The new 543-page revised set of regulations represents years of debate over the appropriate ethical standards for human subjects research and includes many attempts to modernize and streamline the oversight process.  The regulations will go into effect on January 19, 2018 and include the following key revisions:

  • Consent Forms – The revised regulations provide that prospective participants must be given all information that a “reasonable person” would want to have in order to make an informed decision about participation in the research.  Additionally, the information must provide sufficient detail regarding the proposed research and must be organized in a way to facilitate a participant’s understanding of the research’s goals and objectives.  For clinical trials, researchers must also post online one version of the consent form used to enroll participants in all federally-funded clinical trials.
  • Institutional Review Board (IRB) Oversight – The new regulations significantly ease administrative burdens for both researchers and IRBs.  Under the new regulations, new categories of research (e.g., social science interviews) will be exempt from IRB review based upon their risk profile.  Additionally, research involving only data analysis will no longer be subject to a continuing review protocol by an IRB.  Finally, the new regulations adopt a single IRB requirement for U.S.-based institutions engaged in multi-site research. 
  • Secondary Research Purposes – While the new regulations do not dispense with the requirement of informed consent for the use of any identifiable data, the new regulations now permit researchers to seek a “blanket consent” from participants to cover the use of remaining or stored identifiable biospecimens (e.g., blood, saliva, tissues) for additional research, even if such future research projects are unknown at the time the consent is obtained.  This broad consent will replace the requirement that researchers must seek IRB approval to waive the consent requirement in order to use these biospecimens in future research.
  • IRB AdministrationThe new regulations also dispense with the “check the box” option on the Federalwide Assurance (FWA) to voluntarily extend the Common Rule to all research conducted by an institution.  Similarly, institutions will no longer be required to designate one or more IRBs on the FWA and changes to the IRB roster will no longer need to be submitted to the funding agency.
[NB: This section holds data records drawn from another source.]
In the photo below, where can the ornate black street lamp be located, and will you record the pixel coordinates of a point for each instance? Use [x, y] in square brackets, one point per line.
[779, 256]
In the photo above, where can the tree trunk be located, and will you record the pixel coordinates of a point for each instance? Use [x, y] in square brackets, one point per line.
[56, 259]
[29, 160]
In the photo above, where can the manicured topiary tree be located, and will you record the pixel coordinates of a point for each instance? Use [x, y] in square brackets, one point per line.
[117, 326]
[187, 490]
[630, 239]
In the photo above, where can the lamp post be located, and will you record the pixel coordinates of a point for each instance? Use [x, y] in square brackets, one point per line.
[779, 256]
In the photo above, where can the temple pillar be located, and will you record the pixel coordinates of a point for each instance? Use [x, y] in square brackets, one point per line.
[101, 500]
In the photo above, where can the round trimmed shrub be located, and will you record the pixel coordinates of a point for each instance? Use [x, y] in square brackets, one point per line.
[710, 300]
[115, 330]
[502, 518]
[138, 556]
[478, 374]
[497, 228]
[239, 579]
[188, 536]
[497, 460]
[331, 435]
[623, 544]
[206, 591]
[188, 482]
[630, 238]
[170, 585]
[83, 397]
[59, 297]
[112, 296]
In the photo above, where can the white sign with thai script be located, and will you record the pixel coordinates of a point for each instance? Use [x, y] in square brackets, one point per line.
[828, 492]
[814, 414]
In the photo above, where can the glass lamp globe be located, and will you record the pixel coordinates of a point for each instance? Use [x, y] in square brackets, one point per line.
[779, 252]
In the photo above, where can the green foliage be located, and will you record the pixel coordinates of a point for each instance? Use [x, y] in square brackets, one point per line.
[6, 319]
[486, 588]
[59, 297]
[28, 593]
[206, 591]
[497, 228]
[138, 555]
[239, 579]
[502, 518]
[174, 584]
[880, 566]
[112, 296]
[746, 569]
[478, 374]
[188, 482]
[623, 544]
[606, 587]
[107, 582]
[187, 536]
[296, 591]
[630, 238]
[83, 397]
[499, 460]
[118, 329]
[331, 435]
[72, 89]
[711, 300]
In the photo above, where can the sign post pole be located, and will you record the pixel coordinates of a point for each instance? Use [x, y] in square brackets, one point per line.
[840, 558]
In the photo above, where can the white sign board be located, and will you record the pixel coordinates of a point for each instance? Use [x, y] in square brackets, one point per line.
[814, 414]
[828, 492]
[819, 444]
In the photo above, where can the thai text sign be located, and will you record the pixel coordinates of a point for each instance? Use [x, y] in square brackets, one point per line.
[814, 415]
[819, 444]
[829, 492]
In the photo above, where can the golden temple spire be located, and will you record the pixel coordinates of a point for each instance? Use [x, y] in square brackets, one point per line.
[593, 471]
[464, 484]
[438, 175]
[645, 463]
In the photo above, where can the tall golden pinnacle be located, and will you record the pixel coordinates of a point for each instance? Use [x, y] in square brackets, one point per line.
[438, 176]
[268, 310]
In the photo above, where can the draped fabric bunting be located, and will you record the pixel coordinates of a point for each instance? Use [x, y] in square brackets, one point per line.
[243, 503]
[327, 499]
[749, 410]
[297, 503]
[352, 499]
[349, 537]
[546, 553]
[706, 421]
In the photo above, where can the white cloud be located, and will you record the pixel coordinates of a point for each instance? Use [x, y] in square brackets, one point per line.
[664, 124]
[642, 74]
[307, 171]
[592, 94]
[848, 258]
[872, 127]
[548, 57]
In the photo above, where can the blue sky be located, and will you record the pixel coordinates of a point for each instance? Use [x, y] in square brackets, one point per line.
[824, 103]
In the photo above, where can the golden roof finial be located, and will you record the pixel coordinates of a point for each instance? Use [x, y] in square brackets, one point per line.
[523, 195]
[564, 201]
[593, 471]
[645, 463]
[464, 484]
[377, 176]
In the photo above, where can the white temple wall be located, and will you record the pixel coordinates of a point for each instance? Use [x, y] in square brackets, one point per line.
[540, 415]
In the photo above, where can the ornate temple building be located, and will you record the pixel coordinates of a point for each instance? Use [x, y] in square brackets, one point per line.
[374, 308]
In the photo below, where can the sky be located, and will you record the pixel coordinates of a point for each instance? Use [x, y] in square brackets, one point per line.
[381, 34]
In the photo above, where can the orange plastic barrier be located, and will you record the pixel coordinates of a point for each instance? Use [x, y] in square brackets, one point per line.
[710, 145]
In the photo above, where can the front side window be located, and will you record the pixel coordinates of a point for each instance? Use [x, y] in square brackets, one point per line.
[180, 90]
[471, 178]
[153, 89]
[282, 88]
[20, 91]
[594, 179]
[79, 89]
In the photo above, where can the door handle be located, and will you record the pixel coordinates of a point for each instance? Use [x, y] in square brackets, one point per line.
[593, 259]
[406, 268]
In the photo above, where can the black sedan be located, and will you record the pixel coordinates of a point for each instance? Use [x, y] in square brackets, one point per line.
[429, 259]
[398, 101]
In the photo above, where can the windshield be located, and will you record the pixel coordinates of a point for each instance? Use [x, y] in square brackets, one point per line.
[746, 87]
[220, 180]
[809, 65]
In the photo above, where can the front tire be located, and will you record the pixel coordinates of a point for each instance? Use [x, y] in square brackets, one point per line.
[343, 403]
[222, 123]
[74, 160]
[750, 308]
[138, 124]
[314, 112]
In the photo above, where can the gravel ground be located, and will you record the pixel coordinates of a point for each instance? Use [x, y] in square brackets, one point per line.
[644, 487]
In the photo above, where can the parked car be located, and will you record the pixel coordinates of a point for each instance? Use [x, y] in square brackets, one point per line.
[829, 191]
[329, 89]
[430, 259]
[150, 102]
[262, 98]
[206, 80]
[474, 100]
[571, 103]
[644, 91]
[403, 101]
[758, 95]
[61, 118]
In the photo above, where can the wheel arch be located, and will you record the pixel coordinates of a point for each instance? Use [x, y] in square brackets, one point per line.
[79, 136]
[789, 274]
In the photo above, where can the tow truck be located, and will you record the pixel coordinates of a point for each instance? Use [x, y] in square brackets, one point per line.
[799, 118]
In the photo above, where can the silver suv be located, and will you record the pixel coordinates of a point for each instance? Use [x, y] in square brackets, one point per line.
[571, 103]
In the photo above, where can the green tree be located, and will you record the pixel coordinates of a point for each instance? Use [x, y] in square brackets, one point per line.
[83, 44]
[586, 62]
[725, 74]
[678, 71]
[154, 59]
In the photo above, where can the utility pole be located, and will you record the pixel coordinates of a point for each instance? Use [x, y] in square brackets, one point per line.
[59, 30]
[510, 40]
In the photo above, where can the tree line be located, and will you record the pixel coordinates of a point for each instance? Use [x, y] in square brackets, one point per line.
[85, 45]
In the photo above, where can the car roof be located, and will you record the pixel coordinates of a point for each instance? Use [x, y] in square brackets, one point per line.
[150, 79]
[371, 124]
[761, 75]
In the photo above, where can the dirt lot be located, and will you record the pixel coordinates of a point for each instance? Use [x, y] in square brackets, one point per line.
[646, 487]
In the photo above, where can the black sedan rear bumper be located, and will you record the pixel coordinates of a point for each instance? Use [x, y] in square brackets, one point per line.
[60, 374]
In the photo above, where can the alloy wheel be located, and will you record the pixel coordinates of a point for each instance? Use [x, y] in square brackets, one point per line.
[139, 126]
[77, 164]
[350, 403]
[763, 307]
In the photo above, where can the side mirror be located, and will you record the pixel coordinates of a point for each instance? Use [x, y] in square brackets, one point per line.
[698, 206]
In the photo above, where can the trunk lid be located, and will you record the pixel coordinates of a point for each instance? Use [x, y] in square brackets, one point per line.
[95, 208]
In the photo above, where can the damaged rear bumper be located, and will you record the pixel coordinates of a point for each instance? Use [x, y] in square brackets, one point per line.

While the majority of the research community has lauded the revisions as a boon for science and research, the proposed revisions were not without controversy.  One particularly controversial aspect was the proposal to apply the requirements of informed consent to non-identifiable biospecimens.  Current regulations permit researchers to use such biospecimens in research without informed consent, provided that such samples are not linked to specific individuals.  While the U.S Department of Health and Human Services expressed concern for individual autonomy over the use of such biospecimens, it reasoned that the current regulatory scheme adequately protects against the unauthorized use of such biospecimens and did not adopt the proposed regulation. 

MIT’s Committee on the Use of Human As Experimental Subjects (COUHES) serves as MIT’s IRB and reviews all research protocols involving the use of human subjects.  The new regulations will provide MIT’s IRB with the ability to streamline and enhance its oversight and review process, including its ability to collaborate with other institutions’ IRBs.  In response to the new regulations, COUHES will be revising its policies and procedures and expects to release updated guidance to the MIT community shortly.

[1] The regulations are colloquially referred to as the “Common Rule” as they were jointly adopted by fifteen different Federal departments and agencies to standardize the research protocols for human subjects research funded by those governmental entities.